Cara yang paling efektif untuk mengembangkan perekonomian
daerah adalah melalui pengembangan agribisnis. Pengembangan
agribisnis bukan hanya pengembangan pertanian primer on farm
agribusiness, tetapi juga mencakup industri-industri yang
menghasilkan sarana produksi up stream agribusiness dan
industri-industri yang mengolah hasil pertanian primer dan
kegiatan perdagangannya down stream agribusiness.

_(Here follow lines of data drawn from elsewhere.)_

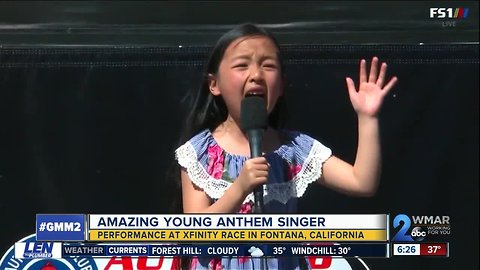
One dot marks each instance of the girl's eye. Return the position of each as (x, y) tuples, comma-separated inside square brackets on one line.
[(241, 65)]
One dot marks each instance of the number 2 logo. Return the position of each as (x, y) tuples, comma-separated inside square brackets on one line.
[(401, 234)]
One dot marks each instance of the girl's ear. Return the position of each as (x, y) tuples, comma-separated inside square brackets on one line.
[(212, 85)]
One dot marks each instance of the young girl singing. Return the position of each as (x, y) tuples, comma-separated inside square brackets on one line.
[(217, 173)]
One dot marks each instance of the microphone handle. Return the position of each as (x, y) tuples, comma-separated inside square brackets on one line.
[(255, 137)]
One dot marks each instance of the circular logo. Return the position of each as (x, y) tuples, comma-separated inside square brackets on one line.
[(9, 261), (418, 234)]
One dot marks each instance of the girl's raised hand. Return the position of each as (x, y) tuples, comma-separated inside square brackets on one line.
[(367, 101)]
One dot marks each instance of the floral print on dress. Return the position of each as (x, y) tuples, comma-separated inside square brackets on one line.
[(215, 161), (293, 170)]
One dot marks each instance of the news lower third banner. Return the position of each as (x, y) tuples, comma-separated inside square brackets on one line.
[(212, 228), (58, 250)]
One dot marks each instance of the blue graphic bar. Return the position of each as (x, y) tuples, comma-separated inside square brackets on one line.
[(364, 250), (60, 227)]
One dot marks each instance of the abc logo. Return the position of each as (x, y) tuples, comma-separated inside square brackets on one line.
[(418, 234)]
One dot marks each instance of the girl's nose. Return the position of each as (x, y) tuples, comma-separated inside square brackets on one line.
[(256, 73)]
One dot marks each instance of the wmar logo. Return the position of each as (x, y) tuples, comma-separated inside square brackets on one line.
[(422, 226)]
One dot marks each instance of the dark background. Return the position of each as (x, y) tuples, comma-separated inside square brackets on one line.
[(92, 98)]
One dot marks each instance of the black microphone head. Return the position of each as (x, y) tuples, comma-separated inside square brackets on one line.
[(253, 114)]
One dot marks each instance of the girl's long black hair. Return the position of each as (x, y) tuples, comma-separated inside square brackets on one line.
[(208, 111)]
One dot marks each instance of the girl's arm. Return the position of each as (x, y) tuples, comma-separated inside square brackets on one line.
[(362, 178)]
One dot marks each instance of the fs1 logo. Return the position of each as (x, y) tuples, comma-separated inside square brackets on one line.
[(448, 13)]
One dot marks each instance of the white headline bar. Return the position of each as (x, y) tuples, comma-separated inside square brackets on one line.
[(235, 221)]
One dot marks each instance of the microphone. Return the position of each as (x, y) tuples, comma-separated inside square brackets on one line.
[(254, 121)]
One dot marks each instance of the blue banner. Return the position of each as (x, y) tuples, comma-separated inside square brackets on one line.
[(60, 227), (372, 250)]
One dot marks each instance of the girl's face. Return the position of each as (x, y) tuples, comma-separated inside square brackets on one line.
[(250, 65)]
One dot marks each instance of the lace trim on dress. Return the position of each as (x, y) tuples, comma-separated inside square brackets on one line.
[(281, 192), (310, 172), (215, 188)]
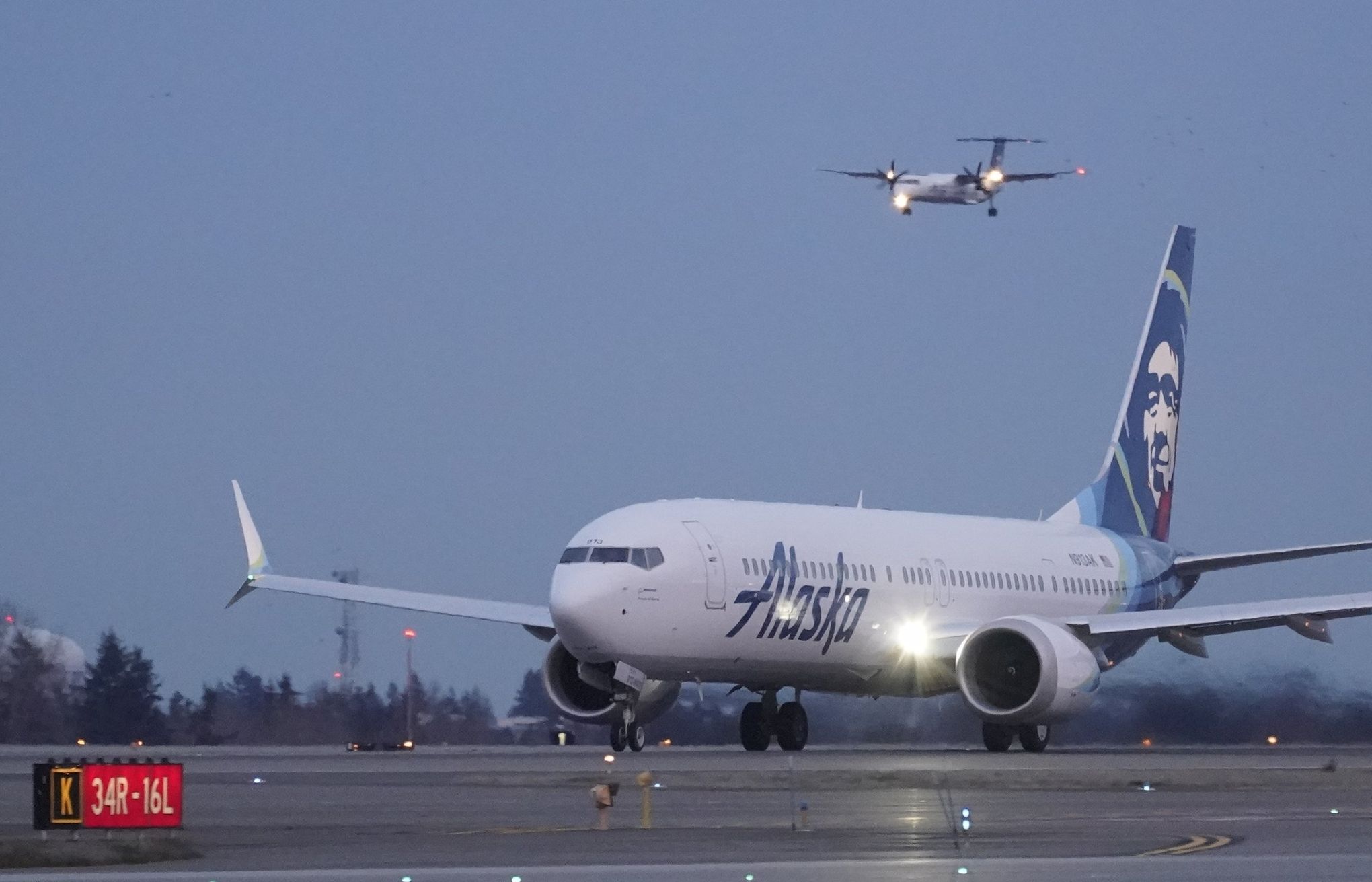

Pengembangan agribisnis yang berkesinambungan tersebut
tentunya harus berorientasi pada pembangunan masyarakat
perdesaan yang merupakan produsen pertanian utama di
Indonesia, sehingga upaya pengembangan agribisnis harus sejajar
dengan pelaksanaan agropolitan sebagai wujud nyata dari
pemberdayaan masyarakat perdesaan dengan mengedepankan
hasil pertanian.
Pengembangan agribisnis dan agropolitan dalam menunjang
otonomi daerah harus juga disertai dengan pengembangan
organisasi ekonomi, melalui pengembangan koperasi agribisnis
yang ikut mengelola upstreamagribusiness dan down-stream
agribusiness melalui usaha patungan (joint venture) dengan
BUMN/BUMD. Dengan demikian perekonomian daerah akan
mampu berkembang lebih cepat dan sebagian besar nilai tambah
agribisnis akan tertahan di daerah dan pendapatan rakyat akan
meningkat. Apabila hal tersebut terwujud akan mampu
menghambat arus urbanisasi bahkan justru mendorong ruralisasi
sumber daya manusia dalam makna otonomi daerah.